Does anyone remember the hypnotism ads that ran in Penthouse back in the 70s? The banner read “Learn how tohypnotize girls” and showed a blank-eyed woman unbuttoning her blouse? I’m sure it didn’t work any more than the hypnocoin but I can’t see an ad like that flying today.

Don’t you think the Hypnocoin was targetted to the “unidjikated” adult reader…hence the woman always being hypnotized? 8 year old Bobby would want it to hynpotize his dad into buying a BB gun!!!!

Does any one know how much of this stuff was really sent out and received after being paid for?

“Does any one know how much of this stuff was really sent out and received after being paid for?”

I was kind of a mail-order junkie as a kid (mid 70s), I don’t recall ever not receiving anything I ordered except for maybe once. Now, whether they arrived in good condition, or look anything like their ads, that’s another story. I would tape coins to an index card when sending cash…but when I discovered money orders…woooh-boy!

PS – Never ordered hypno-coin or x-ray specs.

Seeing that girl successfully hypnotized by the Hypno-Coin would close the deal for me. It’s hard to argue with actual photographic evidence.

When I was a kid I ordered the Hypnocoin. After about 2 months and it never came, I gave up looking in the mailbox after school. I wrote a letter to the company asking for my money back. In about a week, surprisingly, it came. It was cheap. I was extremely disappointed. It was no better than a Cracker Jack toy. It was like one of those things that you move back and forth and there’s really two pictures on the paper and if you change the angle slightly it looks like a moving picture.

I practiced for 2 minutes and then used it on my older brother. After about 45 minutes of moving the Hypnocoin back and forth in front of his eyes, and telling him he was getting sleepy, I was successful at putting him in a deep slumber. Where he stayed until it was time to get up for school the next day. He didn’t cluck like a chicken like I commanded him to do. And he obviously didn’t wake up when I snapped my fingers. The only thing that Hypnocoin was really good for was getting a 5th grader in a lot of trouble during homeroom.

And I also had the Daisy gun that’s advertised (I still have it in the attic!). Every other kid had the Daisy pump pellet gun so when we had BB gun fights in the woods, I was really at a disadvantage.

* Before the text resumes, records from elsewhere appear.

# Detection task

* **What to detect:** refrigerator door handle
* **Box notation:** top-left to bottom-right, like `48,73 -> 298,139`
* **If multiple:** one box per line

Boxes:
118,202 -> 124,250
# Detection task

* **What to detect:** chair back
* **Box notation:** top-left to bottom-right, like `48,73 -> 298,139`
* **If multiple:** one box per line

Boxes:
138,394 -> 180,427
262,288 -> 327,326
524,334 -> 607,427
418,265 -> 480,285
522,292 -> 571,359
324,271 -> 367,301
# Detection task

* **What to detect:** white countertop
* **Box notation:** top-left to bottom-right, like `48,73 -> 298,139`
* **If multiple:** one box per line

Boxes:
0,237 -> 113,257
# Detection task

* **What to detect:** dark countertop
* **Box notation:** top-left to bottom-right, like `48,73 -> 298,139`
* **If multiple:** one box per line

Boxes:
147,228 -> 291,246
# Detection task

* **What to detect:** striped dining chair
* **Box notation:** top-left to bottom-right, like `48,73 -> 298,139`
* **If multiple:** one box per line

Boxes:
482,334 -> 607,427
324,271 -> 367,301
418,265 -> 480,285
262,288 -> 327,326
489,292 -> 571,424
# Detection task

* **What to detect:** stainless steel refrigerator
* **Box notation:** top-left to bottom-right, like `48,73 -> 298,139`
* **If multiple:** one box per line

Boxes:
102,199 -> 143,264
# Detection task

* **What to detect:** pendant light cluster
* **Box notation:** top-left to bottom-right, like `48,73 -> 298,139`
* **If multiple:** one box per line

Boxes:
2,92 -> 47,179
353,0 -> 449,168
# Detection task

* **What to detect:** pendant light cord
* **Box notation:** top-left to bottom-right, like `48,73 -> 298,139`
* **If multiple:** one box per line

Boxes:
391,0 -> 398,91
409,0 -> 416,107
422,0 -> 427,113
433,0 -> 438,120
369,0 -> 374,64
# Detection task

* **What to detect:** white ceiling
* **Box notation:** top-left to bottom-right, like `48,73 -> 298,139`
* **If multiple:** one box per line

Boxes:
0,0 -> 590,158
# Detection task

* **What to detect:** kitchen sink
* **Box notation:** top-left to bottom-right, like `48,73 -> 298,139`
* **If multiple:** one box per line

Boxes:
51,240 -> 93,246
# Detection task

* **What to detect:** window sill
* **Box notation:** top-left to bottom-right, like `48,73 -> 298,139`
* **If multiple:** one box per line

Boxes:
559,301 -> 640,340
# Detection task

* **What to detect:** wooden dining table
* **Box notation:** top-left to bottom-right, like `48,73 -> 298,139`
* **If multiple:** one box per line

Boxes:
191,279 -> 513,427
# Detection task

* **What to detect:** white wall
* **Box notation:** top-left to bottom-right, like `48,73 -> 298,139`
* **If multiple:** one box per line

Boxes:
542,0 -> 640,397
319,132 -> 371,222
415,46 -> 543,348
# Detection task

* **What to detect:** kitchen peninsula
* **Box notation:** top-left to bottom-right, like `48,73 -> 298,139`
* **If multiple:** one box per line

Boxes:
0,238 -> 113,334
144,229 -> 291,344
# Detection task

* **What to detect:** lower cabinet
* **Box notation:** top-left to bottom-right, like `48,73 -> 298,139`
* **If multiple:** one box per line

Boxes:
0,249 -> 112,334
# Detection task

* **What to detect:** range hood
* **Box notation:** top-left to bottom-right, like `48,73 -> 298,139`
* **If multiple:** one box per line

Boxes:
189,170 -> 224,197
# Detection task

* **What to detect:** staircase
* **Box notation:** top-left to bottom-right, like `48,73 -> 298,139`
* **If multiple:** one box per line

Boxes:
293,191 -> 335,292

The pellet guns could kill a rabbit but all my Daisy would do is leave a sparrow angry and with a slightly sore tail. The BB moved so slow through the air I could actually watch its flight from barrel to target.

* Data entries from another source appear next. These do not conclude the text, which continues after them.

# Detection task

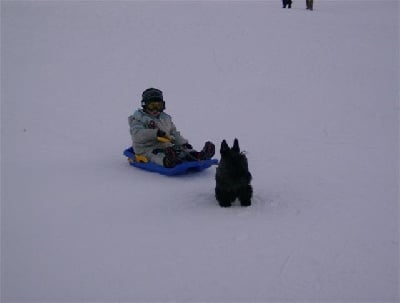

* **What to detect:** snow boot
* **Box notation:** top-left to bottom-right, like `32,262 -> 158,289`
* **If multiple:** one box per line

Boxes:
163,147 -> 182,168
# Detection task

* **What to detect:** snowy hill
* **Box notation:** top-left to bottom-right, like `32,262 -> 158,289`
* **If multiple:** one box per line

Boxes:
1,0 -> 400,302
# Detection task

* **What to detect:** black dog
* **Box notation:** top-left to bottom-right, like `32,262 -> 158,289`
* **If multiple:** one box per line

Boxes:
215,139 -> 253,207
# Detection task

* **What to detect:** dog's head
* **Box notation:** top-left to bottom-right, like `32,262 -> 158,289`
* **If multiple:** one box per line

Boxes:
220,139 -> 248,170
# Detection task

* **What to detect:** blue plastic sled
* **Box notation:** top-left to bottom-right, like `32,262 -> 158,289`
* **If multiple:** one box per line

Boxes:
124,147 -> 218,176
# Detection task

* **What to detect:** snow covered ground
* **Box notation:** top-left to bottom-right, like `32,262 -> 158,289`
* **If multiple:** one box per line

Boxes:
1,0 -> 400,302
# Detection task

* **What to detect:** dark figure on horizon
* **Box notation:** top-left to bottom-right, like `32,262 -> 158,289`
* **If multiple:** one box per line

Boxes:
282,0 -> 292,8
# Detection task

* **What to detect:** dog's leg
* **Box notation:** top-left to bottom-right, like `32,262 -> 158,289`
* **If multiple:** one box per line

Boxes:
239,185 -> 253,206
215,186 -> 235,207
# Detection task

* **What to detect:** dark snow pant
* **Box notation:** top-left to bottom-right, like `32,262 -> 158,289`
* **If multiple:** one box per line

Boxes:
282,0 -> 292,8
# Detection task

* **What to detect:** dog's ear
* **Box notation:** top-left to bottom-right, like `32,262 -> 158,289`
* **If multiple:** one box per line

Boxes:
232,138 -> 240,153
220,140 -> 230,154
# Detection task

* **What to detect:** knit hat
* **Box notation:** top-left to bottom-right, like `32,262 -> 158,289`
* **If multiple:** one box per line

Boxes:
142,87 -> 165,106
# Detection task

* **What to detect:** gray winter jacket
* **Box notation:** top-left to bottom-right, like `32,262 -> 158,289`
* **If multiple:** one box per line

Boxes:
128,109 -> 188,165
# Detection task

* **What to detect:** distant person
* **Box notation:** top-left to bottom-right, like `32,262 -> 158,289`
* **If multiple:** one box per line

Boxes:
128,88 -> 215,168
282,0 -> 292,8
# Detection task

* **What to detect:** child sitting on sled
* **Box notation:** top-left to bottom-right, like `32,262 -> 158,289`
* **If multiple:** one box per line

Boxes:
128,88 -> 215,168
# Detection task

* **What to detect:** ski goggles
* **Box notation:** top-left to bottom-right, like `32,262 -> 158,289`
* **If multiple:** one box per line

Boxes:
146,102 -> 164,112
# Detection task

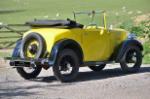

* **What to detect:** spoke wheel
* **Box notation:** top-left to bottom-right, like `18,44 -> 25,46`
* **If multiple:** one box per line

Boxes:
89,64 -> 106,72
17,33 -> 46,79
53,49 -> 79,82
120,46 -> 142,72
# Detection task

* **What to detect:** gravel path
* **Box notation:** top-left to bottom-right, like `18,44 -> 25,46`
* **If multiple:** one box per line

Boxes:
0,62 -> 150,99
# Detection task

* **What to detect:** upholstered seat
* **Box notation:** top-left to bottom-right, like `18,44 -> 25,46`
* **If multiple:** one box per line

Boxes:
26,19 -> 83,28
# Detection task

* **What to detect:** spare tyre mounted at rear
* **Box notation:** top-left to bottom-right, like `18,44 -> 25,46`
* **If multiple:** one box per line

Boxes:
17,33 -> 46,79
20,33 -> 46,59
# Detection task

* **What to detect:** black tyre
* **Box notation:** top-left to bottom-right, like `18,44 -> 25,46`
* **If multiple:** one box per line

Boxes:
88,64 -> 106,72
53,49 -> 79,82
17,33 -> 46,79
120,46 -> 142,73
20,33 -> 46,59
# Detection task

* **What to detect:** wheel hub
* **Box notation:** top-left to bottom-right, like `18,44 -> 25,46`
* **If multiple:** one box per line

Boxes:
29,44 -> 38,54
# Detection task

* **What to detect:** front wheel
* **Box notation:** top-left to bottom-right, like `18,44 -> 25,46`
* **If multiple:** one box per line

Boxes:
53,49 -> 79,82
88,64 -> 106,72
16,67 -> 42,79
120,46 -> 142,72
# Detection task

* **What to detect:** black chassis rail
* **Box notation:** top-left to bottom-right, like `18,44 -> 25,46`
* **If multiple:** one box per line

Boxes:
5,57 -> 54,69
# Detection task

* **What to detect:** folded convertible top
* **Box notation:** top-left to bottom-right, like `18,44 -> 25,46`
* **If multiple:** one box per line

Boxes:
26,19 -> 83,28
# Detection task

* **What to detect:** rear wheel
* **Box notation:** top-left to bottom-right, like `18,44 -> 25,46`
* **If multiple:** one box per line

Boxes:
89,64 -> 106,72
53,49 -> 79,82
17,33 -> 45,79
120,46 -> 142,72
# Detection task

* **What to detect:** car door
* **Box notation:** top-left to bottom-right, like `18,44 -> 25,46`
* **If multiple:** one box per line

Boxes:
82,28 -> 110,61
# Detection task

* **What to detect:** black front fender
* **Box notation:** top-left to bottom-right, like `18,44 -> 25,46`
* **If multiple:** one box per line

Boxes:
115,39 -> 143,62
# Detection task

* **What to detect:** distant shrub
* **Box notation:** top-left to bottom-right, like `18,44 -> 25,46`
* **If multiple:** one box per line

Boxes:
120,20 -> 150,40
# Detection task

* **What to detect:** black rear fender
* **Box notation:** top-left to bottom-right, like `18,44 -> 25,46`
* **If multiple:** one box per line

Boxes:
115,39 -> 143,62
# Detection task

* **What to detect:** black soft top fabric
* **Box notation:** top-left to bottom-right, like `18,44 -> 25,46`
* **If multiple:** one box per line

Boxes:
26,19 -> 83,28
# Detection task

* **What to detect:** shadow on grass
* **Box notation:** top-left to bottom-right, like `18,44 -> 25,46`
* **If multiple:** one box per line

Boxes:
0,67 -> 150,99
0,9 -> 26,14
0,86 -> 37,99
33,67 -> 150,83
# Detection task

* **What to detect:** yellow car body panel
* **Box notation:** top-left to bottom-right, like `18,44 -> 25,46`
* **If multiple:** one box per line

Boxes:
23,26 -> 127,62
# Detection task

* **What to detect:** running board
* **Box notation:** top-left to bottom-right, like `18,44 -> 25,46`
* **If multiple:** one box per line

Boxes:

Other stuff I had ordered was Itching Powder (cactus thorns cut it into tiny pieces, it really worked!), some electric motors, dehydrated worms (sponges), rockets, t-shirts, and the miniature-micro spy camera (this worked, too, though the picture quality was awful). The best part was the new catalog you got with these orders, loaded with all kinds of garbage too good to be true. I always wanted that 2-man sub but I never did order it…

Chris Elliott’s “Get a Life” devoted an episode to that “Two Man Submarine”. In the first season, with Bob Elliott instead of Brian Doyle-Murray.